Honorific Prefix: | Her Grace |
The Dowager Duchess of Bedford | |
Birth Name: | Henrietta Joan Tiarks |
Birth Date: | 5 March 1940 |
Birth Place: | London, England |
Parents: | Henry Frederick Tiarks III Joan Barry |
Henrietta Russell, Dowager Duchess of Bedford (born Henrietta Joan Tiarks; 5 March 1940) is a landowner and horse breeder, and the widow of Robin Russell, 14th Duke of Bedford, with whom she lived at Woburn Abbey. Until her husband succeeded to the Dukedom in 2002, she was better known as the Marchioness of Tavistock.
Henrietta Joan Tiarks was born in London, on 5 March 1940,[1] daughter of Henry Frederick Tiarks III (Woodheath, Chislehurst, London, 8 September 1900 – Marbella, 2 July 1995), a wealthy merchant banker with Schroders, and wife (3 October 1936) Ina Florence Marshman Bell (Carlisle, Cumbria, 5 November 1903 – Marbella, 10 April 1989), an actress known as Joan Barry. Her parents married on 3 October 1936; both having been married previously, he on 27 April 1930, div. 1936, to Lady Millicent Olivia Mary Taylour, daughter of the 4th Marquess of Headfort (? - 24 December 1975) and she in Merthyr Tydfil, Glamorgan, Wales, in October / December 1919 to Henry Hampson. She is a granddaughter of Frank Cyril Tiarks and a relative of Mark Phillips.

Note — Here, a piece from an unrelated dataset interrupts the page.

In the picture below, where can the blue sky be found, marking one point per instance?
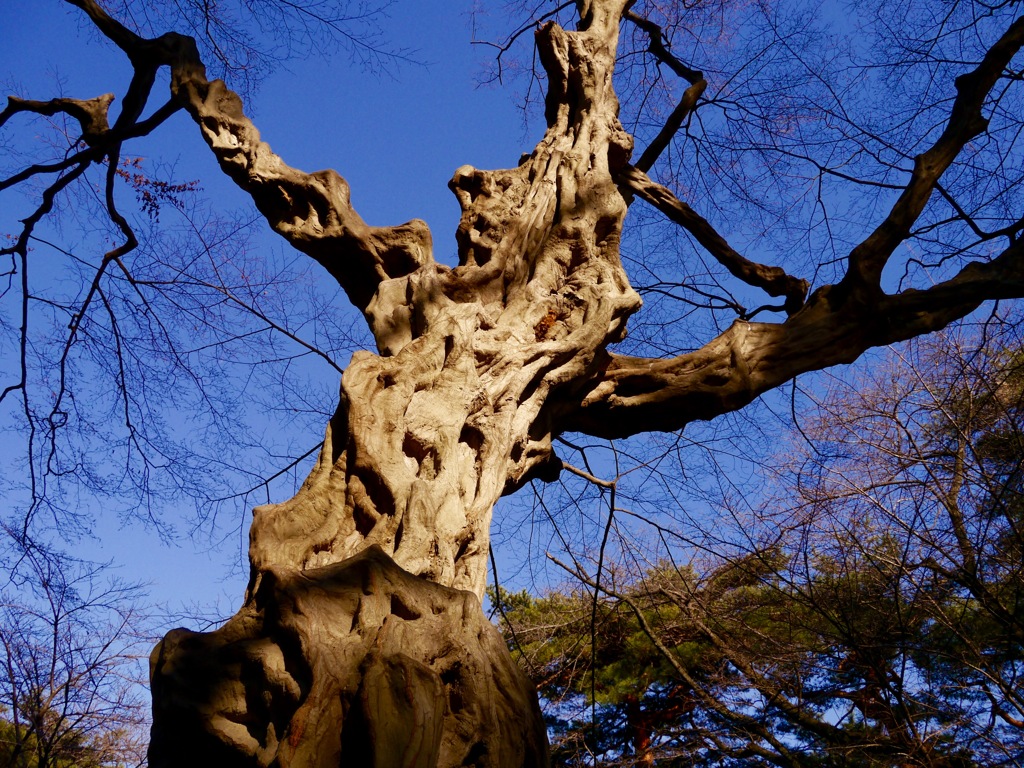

She married the then Marquess of Tavistock, Robin Russell, on 20 June 1961 at St Clement Danes in London, thereby becoming the Marchioness of Tavistock. He succeeded his father, becoming the 14th Duke of Bedford, on 25 October 2002, at which point Henrietta became Duchess of Bedford. They had three sons:
Her husband died on 13 June 2003 aged 63 as the result of a stroke. They had already handed over control of Woburn Abbey to their eldest son Andrew, then Lord Howland, in 2001.
Since her husband's death, Henrietta, Duchess of Bedford has lived primarily in New Zealand, where she raises horses and has homes in Matamata, Central Otago, and Auckland.
As Henrietta Tiarks, she made four appearances on the BBC television record review series Juke Box Jury in 1960. As Marchioness of Tavistock, she made one more appearance on Juke Box Jury in 1964, and other television appearances included Call My Bluff and Crufts.
The Duke and Duchess appeared in three series of the BBC Two reality television programme Country House, screened from 1999 to 2002 detailing daily life at Woburn Abbey, the Bedfords' ancestral home in Bedfordshire, England.[2]
Her autobiography, Chance to Live, was published in 1991, and she appeared as a castaway on the BBC Radio programme Desert Island Discs on 3 May 1992.[3]
The 11th Duke of Bedford gifted Himalayan tahr to the New Zealand government in 1903 and 1909. Himalayan tahr are near-threatened in their native India and Nepal, but are so numerous in New Zealand's Southern Alps that they are hunted recreationally. A statue of a Himalayan tahr was unveiled in May 2014 at Lake Pukaki and dedicated by the Dowager Duchess of Bedford.[4]